All night I have been thinking of this. He is so right. Eternity is the only place beyond this container of opposites in which we will be able to know the true meaning of one state without having to experience its negative counterpart. I want that so much. Whether or not Ran knows the place where it can be found, he has hit upon the longing for it in the heart of every man. I think that is why Open Water resonates for the masses in this contest. I am convinced only life in Christ offers a shot at hope of finding resolution. And now I pray Ran can find that out, too.

Here we are in front of his painting. (Notice the arm around my shoulder. Yeah, we were pretty much best buds after that convo. ;)

Exhibit B: The Space Between Us

To those who haven't experienced this exhibit up close (sat in the chairs, read the guestbook, etc.), perhaps it seems odd I was so moved by this. "What the heck?" you might say. "It's a yellow living room in the middle of a bunch of real art."

But stop a minute. What is the definition and purpose of art? This is heavily debated, I know, but some traditional touchstones include the facts that art sends a message, communicates and, in turn, elicits emotion, conveys an interpretation of reality, and creates conversation.

So what artist Michele Bosak has done with The Space Between Us qualifies as art in that sense. In her description of the piece, Bosak shares she created it to start a discussion of what defines "home." Is it a specific collection of furniture? Does its secret lie in the symmetry and color of the architecture? Or is it a feeling evoked by memory and solidified by time?

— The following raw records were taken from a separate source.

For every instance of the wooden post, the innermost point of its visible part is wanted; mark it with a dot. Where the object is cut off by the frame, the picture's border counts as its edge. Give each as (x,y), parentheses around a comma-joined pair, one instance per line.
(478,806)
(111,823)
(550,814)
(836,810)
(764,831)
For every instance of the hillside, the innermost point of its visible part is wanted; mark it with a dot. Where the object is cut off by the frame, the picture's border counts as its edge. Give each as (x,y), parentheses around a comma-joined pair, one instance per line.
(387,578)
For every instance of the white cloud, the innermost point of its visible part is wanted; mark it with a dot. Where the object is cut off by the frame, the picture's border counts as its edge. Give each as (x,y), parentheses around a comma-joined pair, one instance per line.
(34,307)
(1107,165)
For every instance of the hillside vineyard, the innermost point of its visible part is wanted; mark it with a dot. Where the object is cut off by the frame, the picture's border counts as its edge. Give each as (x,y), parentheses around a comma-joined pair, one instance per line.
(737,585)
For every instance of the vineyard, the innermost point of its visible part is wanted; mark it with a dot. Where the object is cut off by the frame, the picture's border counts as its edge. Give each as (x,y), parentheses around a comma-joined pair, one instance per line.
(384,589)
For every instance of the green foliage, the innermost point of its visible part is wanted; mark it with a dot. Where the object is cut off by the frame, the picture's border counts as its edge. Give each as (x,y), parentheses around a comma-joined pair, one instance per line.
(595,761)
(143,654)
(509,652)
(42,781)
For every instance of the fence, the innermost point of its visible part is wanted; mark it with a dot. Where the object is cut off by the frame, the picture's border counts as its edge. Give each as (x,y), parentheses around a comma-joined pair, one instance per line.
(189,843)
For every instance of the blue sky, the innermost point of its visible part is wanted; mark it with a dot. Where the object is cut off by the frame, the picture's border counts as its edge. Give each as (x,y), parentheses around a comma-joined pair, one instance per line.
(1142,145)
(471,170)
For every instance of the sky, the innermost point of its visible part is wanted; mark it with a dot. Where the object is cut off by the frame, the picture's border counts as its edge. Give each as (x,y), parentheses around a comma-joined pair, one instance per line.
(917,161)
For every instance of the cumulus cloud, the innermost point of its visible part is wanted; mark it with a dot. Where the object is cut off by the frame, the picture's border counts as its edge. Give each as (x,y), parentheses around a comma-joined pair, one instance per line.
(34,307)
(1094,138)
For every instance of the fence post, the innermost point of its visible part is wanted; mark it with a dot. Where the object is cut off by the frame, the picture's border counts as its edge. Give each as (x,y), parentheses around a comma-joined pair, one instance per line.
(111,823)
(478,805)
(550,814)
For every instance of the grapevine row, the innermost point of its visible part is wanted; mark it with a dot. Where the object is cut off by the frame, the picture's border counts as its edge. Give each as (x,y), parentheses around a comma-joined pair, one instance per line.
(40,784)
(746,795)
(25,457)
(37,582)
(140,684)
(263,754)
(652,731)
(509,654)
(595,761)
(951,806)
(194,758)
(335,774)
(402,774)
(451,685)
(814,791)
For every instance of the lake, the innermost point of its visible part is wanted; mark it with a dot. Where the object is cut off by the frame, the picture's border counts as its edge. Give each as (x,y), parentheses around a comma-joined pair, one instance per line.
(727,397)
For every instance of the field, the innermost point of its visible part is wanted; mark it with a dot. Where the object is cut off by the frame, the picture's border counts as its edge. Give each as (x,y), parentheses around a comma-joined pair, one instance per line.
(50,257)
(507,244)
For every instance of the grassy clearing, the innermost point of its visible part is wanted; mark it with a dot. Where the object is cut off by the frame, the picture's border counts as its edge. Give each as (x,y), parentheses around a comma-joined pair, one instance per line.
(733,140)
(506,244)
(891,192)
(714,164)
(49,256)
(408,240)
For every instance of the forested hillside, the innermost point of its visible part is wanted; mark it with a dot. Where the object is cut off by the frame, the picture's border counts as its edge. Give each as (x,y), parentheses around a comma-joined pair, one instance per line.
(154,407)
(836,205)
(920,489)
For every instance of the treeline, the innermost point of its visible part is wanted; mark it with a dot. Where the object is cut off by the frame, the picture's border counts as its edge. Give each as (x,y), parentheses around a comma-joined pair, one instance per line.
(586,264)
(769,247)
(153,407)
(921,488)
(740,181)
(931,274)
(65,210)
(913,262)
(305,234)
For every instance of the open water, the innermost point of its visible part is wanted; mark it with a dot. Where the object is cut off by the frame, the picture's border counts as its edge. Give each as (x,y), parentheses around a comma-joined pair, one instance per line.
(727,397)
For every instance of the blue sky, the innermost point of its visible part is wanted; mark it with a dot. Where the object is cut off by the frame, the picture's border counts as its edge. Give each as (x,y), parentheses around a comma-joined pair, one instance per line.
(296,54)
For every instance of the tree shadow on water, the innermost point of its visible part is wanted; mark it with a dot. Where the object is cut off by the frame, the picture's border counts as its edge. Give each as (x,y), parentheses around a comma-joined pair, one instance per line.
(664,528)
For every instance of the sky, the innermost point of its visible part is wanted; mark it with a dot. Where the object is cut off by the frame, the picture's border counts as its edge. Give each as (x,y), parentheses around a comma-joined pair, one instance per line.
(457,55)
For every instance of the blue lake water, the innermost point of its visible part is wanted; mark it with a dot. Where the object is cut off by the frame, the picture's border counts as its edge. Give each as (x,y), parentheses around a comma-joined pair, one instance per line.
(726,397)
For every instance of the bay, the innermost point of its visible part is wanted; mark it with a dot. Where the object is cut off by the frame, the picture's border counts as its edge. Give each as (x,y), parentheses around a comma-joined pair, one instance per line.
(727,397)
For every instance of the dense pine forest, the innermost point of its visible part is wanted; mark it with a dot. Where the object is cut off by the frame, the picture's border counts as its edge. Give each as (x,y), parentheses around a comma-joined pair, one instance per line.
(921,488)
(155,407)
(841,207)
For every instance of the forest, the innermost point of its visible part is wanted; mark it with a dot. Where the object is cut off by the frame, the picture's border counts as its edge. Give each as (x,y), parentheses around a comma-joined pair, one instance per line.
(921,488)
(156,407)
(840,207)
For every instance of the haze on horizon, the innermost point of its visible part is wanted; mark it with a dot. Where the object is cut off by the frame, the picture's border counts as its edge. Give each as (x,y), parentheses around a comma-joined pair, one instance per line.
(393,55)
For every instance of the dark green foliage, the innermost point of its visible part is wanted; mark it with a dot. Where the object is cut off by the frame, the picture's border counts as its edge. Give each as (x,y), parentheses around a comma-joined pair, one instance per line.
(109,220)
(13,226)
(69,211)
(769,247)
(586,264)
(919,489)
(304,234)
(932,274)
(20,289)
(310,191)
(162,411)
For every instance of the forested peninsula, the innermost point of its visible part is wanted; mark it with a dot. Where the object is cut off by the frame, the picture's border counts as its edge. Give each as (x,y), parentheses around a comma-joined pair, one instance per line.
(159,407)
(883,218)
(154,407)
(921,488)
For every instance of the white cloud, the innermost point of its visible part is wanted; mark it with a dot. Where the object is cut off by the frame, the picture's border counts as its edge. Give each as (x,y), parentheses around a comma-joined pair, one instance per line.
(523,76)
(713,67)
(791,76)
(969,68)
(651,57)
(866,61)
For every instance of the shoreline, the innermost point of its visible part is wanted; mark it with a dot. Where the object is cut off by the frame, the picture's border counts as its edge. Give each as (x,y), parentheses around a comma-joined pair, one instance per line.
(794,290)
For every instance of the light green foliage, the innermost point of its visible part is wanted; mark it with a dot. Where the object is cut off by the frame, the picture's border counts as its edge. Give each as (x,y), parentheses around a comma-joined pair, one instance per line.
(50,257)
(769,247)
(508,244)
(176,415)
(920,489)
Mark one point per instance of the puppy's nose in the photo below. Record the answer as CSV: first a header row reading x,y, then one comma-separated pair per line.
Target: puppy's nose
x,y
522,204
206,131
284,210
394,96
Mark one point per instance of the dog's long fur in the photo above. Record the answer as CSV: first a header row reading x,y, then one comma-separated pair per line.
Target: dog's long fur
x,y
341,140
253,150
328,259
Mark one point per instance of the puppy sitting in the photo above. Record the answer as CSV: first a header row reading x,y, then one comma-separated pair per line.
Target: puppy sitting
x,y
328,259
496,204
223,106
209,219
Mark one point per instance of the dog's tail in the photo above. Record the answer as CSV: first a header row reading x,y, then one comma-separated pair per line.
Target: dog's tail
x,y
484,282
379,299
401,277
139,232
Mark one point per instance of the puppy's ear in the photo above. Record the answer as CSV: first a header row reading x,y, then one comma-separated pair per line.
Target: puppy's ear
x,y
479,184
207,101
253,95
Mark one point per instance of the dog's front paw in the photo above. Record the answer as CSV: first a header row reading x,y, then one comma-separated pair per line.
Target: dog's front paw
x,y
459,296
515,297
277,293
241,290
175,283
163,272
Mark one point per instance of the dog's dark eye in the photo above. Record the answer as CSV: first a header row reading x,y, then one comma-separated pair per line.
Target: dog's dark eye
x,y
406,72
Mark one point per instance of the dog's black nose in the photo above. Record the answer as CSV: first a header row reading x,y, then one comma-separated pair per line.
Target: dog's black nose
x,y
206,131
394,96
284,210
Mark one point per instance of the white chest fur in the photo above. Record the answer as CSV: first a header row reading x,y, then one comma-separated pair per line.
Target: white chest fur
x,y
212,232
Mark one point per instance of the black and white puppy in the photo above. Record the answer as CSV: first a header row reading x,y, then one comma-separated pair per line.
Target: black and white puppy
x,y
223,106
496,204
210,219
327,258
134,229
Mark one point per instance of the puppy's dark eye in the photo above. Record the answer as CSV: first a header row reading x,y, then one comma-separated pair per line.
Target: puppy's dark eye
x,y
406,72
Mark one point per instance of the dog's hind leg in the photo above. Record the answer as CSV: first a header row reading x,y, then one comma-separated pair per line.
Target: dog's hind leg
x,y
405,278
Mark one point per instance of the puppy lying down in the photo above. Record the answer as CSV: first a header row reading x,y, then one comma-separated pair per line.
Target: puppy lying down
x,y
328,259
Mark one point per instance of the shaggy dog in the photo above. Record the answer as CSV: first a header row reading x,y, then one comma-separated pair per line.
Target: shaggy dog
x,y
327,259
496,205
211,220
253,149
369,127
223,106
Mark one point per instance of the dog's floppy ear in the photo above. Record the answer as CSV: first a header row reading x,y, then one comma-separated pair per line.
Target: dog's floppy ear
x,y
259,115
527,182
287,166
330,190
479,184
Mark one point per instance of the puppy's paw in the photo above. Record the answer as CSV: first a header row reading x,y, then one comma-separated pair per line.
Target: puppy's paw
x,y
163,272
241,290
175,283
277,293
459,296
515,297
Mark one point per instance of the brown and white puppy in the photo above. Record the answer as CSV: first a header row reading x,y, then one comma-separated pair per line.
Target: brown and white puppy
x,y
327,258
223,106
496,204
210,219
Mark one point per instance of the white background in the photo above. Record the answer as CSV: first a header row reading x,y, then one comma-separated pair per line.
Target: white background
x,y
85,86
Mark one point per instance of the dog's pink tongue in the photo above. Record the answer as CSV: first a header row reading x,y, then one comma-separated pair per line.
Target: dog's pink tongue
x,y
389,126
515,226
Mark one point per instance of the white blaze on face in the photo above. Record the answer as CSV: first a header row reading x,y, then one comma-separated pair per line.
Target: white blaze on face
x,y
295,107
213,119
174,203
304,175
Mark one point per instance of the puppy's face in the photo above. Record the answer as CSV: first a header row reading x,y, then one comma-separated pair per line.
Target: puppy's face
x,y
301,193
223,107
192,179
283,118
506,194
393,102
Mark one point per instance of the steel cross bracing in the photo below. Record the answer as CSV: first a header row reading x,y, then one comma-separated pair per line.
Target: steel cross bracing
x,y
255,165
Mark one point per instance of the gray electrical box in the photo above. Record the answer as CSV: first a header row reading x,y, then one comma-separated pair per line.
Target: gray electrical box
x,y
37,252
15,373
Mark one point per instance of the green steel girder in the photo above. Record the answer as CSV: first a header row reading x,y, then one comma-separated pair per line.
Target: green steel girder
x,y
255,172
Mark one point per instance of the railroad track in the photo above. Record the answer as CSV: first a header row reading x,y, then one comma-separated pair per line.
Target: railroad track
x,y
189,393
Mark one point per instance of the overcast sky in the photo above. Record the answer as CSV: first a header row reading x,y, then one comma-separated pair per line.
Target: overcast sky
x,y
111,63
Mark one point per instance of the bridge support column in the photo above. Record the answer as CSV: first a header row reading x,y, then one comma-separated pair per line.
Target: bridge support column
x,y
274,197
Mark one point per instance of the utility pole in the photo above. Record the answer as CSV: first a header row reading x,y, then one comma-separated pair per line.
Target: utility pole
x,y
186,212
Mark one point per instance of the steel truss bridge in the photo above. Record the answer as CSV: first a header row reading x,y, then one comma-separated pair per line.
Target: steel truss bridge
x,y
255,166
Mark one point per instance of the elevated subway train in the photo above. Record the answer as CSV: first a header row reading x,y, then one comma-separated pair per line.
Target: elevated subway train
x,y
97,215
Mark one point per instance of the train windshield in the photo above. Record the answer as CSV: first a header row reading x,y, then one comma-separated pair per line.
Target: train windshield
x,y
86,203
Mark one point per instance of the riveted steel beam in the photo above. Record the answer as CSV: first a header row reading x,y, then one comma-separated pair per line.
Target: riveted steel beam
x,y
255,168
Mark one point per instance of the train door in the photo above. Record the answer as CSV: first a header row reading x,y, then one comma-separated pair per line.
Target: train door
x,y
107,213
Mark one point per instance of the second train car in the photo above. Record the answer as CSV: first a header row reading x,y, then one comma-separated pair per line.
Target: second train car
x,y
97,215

As a recent college grad/apartment-dweller, I relate to her feeling of transiency-- the lostness and longing for that space/time/place relationship to people and furniture. And so, in the guestbook, I told her so. I wrote her a short letter, and so became part of her art.

Exhibit C: Light Passes Through It

I purposely did not take a picture of this exhibit, because there is no way to do it justice. Read the description in this photo first, and then read what I have to say.


As the artist said, the power of this exhibit comes from its "ever-shifting light, sound and imagery." It was all there, and it was moving. Call it mixed-media, call it a slideshow reflecting off clear-paneled screen prints of famous photos from history (and not-so-famous ones), but whatever you call it, anyone who has seen the rapidly firing images of the 20th Century (as well as a few from the 19th and 21st)
and heard the voices-- the cries, the fragments of bygone speeches, the sounds of firing weapons in war, the laughter of children-- anyone who has stood in that room upstairs in the Federal Building cannot walk away the same.

At least I couldn't. In fact, after about five minutes, I was wondering if I could walk away at all. And so I didn't for awhile. I leaned against a pillar in the room and cried within myself.

"This artist has summed up exactly what it feels like to be me," I thought to myself. I haven't lived in the shoes of all these people or fought in these wars or listened to "I Have a Dream," or "Never, ever, ever give up" or "Fourscore and seven years ago..." but I know I have felt these people's pain and hopes and fears and joys.

Friends get scared sometimes when I tell them I often have the sense I can feel the pain of people I haven't met... but go to that room and you will feel it, too. You will understand what it's like inside my head on a daily basis. And because the artist understood, it didn't matter to me that the exhibit itself appeared to contain very little actual talent-- if you measure talent with the same measuring stick the masses use.

But you can't. Not at ArtPrize. Not in that room. Not in my world.

And now you've seen a slice of ArtPrize through my eyes.